Paru en 1964 chez Garzanti dans deux versions successives, Poesia in forma di rosa est l’un des recueils les plus célèbres de Pier Paolo Pasolini (1922-1975), demeuré inédit en français. Lacune réparée aujourd’hui grâce à l’éditeur-traducteur René de Ceccatty, et dans une édition bilingue.
En 1964, Pasolini a dépassé la quarantaine. Il lui reste encore onze ans à vivre. Il est au sommet de sa gloire sulfureuse, amorcée dès son premier roman, Les ragazzi, paru en 1955 et poursuivi pour "obscénité". Il est aussi l’auteur, entre autres, d’un recueil de poèmes engagés, Les cendres de Gramsci (1957), et s’est lancé, en 1961, dans le cinéma, avec Accattone. Considéré comme l’enfant terrible d’une Italie en mal de repères et de valeurs, déjà, tentant de concilier dans sa pensée le catholicisme et le marxisme, revendiquant son statut d’homosexuel tout en se vivant comme un paria, Pasolini va devenir une superstar cette même année 1964 avec son Evangile selon saint Matthieu.
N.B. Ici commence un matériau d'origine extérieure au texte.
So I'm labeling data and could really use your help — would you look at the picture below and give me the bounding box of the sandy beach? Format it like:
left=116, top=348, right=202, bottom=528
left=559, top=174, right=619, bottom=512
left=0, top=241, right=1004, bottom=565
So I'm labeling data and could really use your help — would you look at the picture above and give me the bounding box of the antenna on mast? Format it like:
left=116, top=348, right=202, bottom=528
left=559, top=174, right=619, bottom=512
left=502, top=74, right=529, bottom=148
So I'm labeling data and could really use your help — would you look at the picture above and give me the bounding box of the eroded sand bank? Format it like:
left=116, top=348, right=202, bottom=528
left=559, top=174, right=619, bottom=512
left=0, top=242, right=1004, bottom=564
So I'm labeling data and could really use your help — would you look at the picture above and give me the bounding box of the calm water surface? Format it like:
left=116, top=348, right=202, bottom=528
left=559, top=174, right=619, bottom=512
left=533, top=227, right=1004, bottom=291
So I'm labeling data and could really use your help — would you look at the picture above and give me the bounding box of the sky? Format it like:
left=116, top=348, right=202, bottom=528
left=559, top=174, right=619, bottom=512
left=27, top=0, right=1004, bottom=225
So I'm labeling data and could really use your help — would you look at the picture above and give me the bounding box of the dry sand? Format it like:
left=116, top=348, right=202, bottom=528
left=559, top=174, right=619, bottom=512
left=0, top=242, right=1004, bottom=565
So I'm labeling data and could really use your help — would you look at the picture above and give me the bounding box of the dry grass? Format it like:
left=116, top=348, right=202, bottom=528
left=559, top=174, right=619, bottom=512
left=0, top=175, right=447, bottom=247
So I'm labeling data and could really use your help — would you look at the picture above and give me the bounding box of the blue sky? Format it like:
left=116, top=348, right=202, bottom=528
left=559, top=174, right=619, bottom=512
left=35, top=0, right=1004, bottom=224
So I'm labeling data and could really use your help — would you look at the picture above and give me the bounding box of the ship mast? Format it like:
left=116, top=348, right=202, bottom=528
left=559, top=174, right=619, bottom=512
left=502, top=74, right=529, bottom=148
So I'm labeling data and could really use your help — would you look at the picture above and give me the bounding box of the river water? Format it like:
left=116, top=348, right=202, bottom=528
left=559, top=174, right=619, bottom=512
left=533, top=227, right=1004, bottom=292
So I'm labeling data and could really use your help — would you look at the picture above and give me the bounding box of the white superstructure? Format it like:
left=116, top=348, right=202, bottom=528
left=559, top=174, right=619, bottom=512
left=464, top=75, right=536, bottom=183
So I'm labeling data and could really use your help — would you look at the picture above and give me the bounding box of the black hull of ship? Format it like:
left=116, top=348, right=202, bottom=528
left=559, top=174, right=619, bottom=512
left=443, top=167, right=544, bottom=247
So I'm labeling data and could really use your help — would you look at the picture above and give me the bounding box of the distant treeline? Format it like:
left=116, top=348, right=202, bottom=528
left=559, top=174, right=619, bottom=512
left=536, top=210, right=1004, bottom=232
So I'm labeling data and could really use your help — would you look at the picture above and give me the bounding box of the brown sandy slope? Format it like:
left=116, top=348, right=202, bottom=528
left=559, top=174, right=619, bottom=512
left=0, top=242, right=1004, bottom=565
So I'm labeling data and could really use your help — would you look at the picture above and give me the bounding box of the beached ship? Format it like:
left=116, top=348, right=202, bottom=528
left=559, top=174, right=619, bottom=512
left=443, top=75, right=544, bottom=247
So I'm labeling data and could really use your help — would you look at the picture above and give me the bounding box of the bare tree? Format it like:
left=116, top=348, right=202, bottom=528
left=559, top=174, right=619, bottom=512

De tout cela, l’inspiration très diverse de Poésie en forme de rose porte témoignage, où se mêlent journal intime, chant politique ou carnets de voyage.
Dès les années 1960, Pasolini avait commencé de voyager en Inde et en Afrique en compagnie du couple terrible de ses amis Moravia et Elsa Morante. Ici, il va être question d’Israël, où il projetait de tourner son Evangile avant de préférer finalement l’Italie, et de la Guinée, où il voulait tourner un autre film, Père sauvage, projet abandonné. Les deux pays lui ont inspiré quelques beaux textes, comme ce "Bord de mer" israélien : "Un silence comme dans les villes du nord de l’Italie./Voici les garçons en jeans, couleur charogne,/et des tee-shirts blancs, moulants,/sales, ils marchent le long des parapets/- comme des Algériens condamnés à mort."
Sosies prémonitoires de ceux qui, dans la nuit du 1er novembre 1975, massacreront le poète, dans des circonstances mal élucidées : crime crapuleux, relation sexuelle qui a dégénéré, ou crime politique ? Pasolini a eu la mort tragique, caravagesque, qu’il pressentait depuis longtemps. J.-C. P.